Mais déjà la coalition avait un bien plus terrible étonnement. Mons, la capitale du Hainaut, Mons dans le voisinage du congrès, était investi depuis le 15 mars, et une armée immense était arrivée sous les murs de cette ville, sans que la cour de Guillaume en eût rien su ni pressenti. C'est là un des chefs-d'œuvre de Louvois, un de ses plus beaux titres de gloire, même après l'investissement de Gand en 1678. Persuadé qu'un coup de tonnerre ou, comme il avait dit une autre fois, un coup de verge était nécessaire pour confondre les projets des alliés, il avait médité le siège de Mons dès la campagne précédente. Des approvisionnements considérables avaient été entassés dans les magasins de Flandre et d'Artois, la dispersion des troupes, à l'entrée de l'hiver, calculée de manière à rapprocher dans le voisinage des Pays-Bas les divers corps d'une grande armée. A la fin de février 1691, toutes les compagnies d'infanterie étaient au complet ; à la même époque, les instructions confiées aux généraux qui devaient agir. Le 13 mars, quand Louvois quitta Versailles, personne n'aurait pu croire qu'il partait pour' un voyage lointain. Le 14 seulement, le roi annonça à sa cour qu'il allait prendre Nice et Mons ; le 15, Mons était investi ; dès le 17, Louvois rendait compte des premières opérations ; le 21, Louis XIV arrivait sous la ville assiégée pour prendre sa part des périls[9].
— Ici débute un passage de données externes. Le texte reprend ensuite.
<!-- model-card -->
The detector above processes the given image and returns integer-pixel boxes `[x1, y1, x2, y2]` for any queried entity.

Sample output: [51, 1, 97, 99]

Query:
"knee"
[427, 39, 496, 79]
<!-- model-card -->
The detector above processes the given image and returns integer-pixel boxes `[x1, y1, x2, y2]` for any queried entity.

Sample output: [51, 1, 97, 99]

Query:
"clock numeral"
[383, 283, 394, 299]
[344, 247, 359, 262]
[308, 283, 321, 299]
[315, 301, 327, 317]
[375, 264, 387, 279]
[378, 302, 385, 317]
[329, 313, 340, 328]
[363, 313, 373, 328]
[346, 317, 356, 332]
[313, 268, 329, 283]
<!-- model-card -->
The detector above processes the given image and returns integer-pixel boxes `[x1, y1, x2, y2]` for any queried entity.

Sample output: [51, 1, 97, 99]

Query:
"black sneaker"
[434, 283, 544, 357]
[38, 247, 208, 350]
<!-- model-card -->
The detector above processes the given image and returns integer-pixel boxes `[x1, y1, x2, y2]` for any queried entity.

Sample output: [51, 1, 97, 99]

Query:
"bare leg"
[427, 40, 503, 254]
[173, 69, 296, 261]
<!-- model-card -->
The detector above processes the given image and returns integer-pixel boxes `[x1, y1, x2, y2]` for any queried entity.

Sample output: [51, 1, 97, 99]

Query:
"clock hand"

En France, une pareille nouvelle exalta l'attention publique. Sans nier les difficultés possibles, on était surtout frappé de la grandeur de l'entreprise. Mme de Maintenon ayant exprimé son regret de l'absence du roi, son confident le plus respecté, son confesseur, lui écrivait[10] : Qu'est-ce que cette absence que vous pleurez, sinon la plus haute entreprise et la plus glorieuse expédition que jamais monarque ait formée, qui épouvante toute l'Europe, et ne fait pas pâlir seulement le prince d'Orange, le marquis de Brandebourg, le duc de Bavière, mais jusqu'au roi d'Espagne et à l'empereur. Le soleil a-t-il jamais vu quelque chose de plus fier et de plus hardi que ce siège de Mons, tandis que tant de puissants ennemis, assemblés à La Haye, conspirent par une vaine jalousie contre une domination vraiment chrétienne, qui ne tend qu'à leur paix et à leur repos.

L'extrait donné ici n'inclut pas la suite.